I am not the right person to do this, but having to recommend for thriller without a doubt "Concorso Di Gupa" my act of sorrow to a political past lived in first person with a mea culpa, pointing out what we have become today,(all those of my generation) even if it is told through a detective story full of twists and turns, with real time and time references, with the clock ticking the whole thing, definitely my best story. Why this story?, because the truth hurts but it must be told, one cannot be silent forever and those who never change their minds and do not admit their mistakes are either jerks or false opportunists and hypocrites like the characters in the film.
For science fiction definitely Virus - Hell Of The Living Dead, although I don't appear in the credits, but I played the Negro as I have already explained, but the story is all my own. Ambitious transposition of Dante's inferno complete with Charon ferrying the survivors. The idea of the seven oil sisters, the most powerful lobby in the world, the seven-headed hydra, which in order to get rid of the problems of the third world forever, asks scientists to invent a bacteriological weapon, capable of turning human beings into cannibals, but only of their same ethnicity.

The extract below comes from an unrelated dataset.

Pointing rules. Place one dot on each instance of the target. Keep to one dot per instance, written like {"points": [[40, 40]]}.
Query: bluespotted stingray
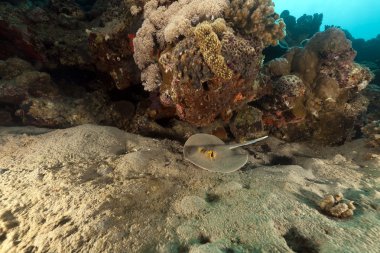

This way by eating each other, they would eliminate the problem of hunger, of overpopulation in the third world because they would all die or be left alive in limited numbers. It gets out of hand and the virus spreads all over the world. That was the subject,(I had written it in 1978 in unsuspected times, before there was any intention to make a film) The film was to be shot in Africa, but it was made in Spain because of co-production. It did very well all over the world and is still considered a cult film, although it could not be made as it was written, again because of cost issues.
Why this? ... Because in that story my wild imagination went beyond itself, also using a lot of symbolism, the character of the soldier played by Franco Garofalo who at a certain point in the film , wears a pink tutu and improvises a ballet dance, here is that madness absolutely mine, it is worth more than anything else and Franco is a great actor.
Final round of dry-answer questions, between the serious and the facetious.
Very few and concise words for:
- Today's Italian horror film
Why is it still there? I haven't seen him in forever!
- Claudio Fragasso
The human camera,absolutely fantastic!
- Raoul Bova
A dear friend, great guy, who also grew over time in acting.
- Esotericism
My life.
– Tell me about it (his blog)
Right of reply, effective antidepressant.
- John Falcone
True man like few,Martyr, Saint, Righteous, Victim of power and a part of the government that hurt him more than the Mafia. A man who makes you feel proud to be Italian.
-The Rome derby
An unparalleled spectacle at the Olimpico, especially after crossing Testaccio, Portuense, and Trastevere decked out as if we had won the Champions Cup.
- Rome derby when Lazio wins
A third-class funeral.(*)
- The last 56 hours (his latest screenplay)
"When Civil Complaint is Adrenaline!"(a year of research, study, reading and interviews before writing this)
- Your favorite song
Roman Holidays by Matia Bazar sung by Antonella Ruggeri
- The current government
Do I have to?
- Internet and blogs
All the best and woe betide you if you touch them!